As outlined in the FTC’s complaint, Drizly failed to install new network security practices to better protect its customers’ data. Some of the lapses in security include failures to secure database login credentials, prevent efforts to seize data from external login attempts and monitor employee access to shared customer data repositories and coding platforms.
Some of the personal information leaked from Drizly’s databases was later posted for sale on dark web forums. The hacker was able to access sensitive customer data through Drizly’s GitHub repositories, which allowed the intruder to get access to the company’s databases.
Drizly reportedly only learned about the data breach following customer complaints and media reports.

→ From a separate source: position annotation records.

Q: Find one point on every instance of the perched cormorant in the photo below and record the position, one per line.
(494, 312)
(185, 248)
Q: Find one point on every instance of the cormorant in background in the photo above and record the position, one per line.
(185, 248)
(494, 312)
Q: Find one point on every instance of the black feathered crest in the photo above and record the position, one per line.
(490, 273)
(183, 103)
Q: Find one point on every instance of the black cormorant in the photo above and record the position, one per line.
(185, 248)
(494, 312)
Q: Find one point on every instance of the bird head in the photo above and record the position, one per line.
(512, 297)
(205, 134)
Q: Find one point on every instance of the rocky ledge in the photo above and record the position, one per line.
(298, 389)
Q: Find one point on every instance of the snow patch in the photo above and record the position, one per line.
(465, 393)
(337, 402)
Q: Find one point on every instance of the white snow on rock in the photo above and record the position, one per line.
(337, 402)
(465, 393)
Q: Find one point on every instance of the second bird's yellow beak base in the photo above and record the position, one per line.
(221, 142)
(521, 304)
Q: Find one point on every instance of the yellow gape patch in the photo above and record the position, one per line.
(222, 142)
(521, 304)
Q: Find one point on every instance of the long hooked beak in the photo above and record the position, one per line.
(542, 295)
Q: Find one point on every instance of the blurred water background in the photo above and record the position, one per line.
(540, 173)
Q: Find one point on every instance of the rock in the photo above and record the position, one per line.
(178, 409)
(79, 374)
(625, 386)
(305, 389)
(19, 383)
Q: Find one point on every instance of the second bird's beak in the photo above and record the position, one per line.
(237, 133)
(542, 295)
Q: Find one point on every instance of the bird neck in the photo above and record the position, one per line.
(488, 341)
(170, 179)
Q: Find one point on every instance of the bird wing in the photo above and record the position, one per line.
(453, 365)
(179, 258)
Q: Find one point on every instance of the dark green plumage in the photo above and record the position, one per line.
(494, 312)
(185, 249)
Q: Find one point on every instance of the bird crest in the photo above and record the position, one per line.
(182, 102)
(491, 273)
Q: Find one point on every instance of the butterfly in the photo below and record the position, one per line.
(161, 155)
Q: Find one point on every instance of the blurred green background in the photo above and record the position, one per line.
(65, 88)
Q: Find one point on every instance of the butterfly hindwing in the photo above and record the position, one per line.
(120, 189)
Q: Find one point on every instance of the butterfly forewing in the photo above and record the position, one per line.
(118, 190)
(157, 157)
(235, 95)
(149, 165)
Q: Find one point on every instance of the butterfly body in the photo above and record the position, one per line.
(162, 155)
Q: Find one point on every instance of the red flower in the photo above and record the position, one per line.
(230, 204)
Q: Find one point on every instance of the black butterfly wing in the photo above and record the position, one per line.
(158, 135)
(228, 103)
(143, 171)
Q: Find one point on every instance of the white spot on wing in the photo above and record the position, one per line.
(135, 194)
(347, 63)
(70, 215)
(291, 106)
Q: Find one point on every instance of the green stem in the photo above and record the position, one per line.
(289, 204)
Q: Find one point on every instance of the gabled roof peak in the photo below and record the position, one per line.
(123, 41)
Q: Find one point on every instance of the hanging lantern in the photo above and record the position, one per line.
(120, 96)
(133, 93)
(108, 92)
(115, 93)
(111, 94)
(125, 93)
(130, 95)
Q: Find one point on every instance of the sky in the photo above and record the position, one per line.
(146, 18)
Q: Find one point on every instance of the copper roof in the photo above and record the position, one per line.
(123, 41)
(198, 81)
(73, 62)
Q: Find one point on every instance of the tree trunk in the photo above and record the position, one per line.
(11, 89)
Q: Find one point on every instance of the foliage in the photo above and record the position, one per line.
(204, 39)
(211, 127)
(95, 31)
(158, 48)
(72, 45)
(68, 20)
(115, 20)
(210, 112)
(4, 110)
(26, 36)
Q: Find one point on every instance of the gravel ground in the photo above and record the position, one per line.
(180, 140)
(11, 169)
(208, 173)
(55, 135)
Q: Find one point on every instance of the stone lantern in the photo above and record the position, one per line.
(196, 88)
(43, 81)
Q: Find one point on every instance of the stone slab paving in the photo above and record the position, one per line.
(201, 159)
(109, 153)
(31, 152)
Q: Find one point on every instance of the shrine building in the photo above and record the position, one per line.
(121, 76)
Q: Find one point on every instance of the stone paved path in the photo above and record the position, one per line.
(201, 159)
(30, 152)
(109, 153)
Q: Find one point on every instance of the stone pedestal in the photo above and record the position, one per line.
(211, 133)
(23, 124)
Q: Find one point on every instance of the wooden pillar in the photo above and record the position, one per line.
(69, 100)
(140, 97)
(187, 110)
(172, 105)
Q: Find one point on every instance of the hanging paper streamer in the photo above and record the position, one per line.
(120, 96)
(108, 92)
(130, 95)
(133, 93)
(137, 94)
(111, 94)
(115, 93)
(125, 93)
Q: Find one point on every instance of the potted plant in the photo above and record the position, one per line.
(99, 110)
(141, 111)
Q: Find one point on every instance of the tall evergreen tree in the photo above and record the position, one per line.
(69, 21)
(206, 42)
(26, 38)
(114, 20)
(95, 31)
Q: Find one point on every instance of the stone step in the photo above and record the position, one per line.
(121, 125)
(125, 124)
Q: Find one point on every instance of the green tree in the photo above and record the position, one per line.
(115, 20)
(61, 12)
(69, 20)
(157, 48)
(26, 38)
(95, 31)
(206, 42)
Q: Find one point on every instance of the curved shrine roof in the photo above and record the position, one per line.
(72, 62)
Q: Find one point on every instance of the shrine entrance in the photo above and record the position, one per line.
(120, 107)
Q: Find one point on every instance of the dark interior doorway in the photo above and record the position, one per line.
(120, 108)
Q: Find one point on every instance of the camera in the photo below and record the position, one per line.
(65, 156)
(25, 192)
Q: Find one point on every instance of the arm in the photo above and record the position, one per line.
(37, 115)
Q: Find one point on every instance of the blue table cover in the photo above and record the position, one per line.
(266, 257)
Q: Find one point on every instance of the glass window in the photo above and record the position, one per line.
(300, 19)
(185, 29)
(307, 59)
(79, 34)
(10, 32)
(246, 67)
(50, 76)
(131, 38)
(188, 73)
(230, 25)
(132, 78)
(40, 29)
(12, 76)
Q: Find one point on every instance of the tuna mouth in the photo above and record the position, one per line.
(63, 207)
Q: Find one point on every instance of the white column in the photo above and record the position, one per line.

The company, a subsidiary of ridesharing giant Uber, allegedly violated two counts of the FTC Act: unfair information security practices and deceptive security statements. The penalties Drizly faces revolve primarily around future data collection.
“Our proposed order against Drizly not only restricts what the company can retain and collect going forward but also ensures the CEO faces consequences for the company’s carelessness,” said Samuel Levine, the director of the FTC’s Bureau of Consumer Protection, in a news release. “CEOs who take shortcuts on security should take note.”
Both Drizly and its CEO, James Cory Rellas, are required to destroy superfluous user data, document this data destruction, limit storing customer information and implement a stronger security program.
“We take consumer privacy and security very seriously at Drizly, and are happy to put this 2020 event behind us,” a Drizly spokesperson told Nextgov.
Notable within the FTC’s ruling is its applicability to Rellas as an individual defendant. The FTC clarified that his data collection restrictions will be in effect regardless of whether or not he remains at Drizly.
“In the modern economy, corporate executives frequently move from company to company, notwithstanding blemishes on their track record,” the FTC wrote. “Recognizing that reality, the Commission’s proposed order will follow Rellas even if he leaves Drizly.”
Rellas will still be required to implement stronger security protocols at a different company, if he still oversees the collection of over 25,000 individuals’ sensitive information in regards to business activity.
“This action is part of the FTC’s aggressive efforts to ensure that companies are protecting consumers’ data and that careless CEOs learn from their data security failures,” the FTC continued.
The FTC does not have the authority to impose financial penalties on companies and individuals, like Drizly and Rellas, for initial violations of the FTC Act. However, failure by either party to comply with the agency’s order—once finalized—could result in monetary penalties.
The FTC’s order against Drizly will be open for public comment in the Federal Register for 30 days. Once that period expires, the FTC will vote on making it final.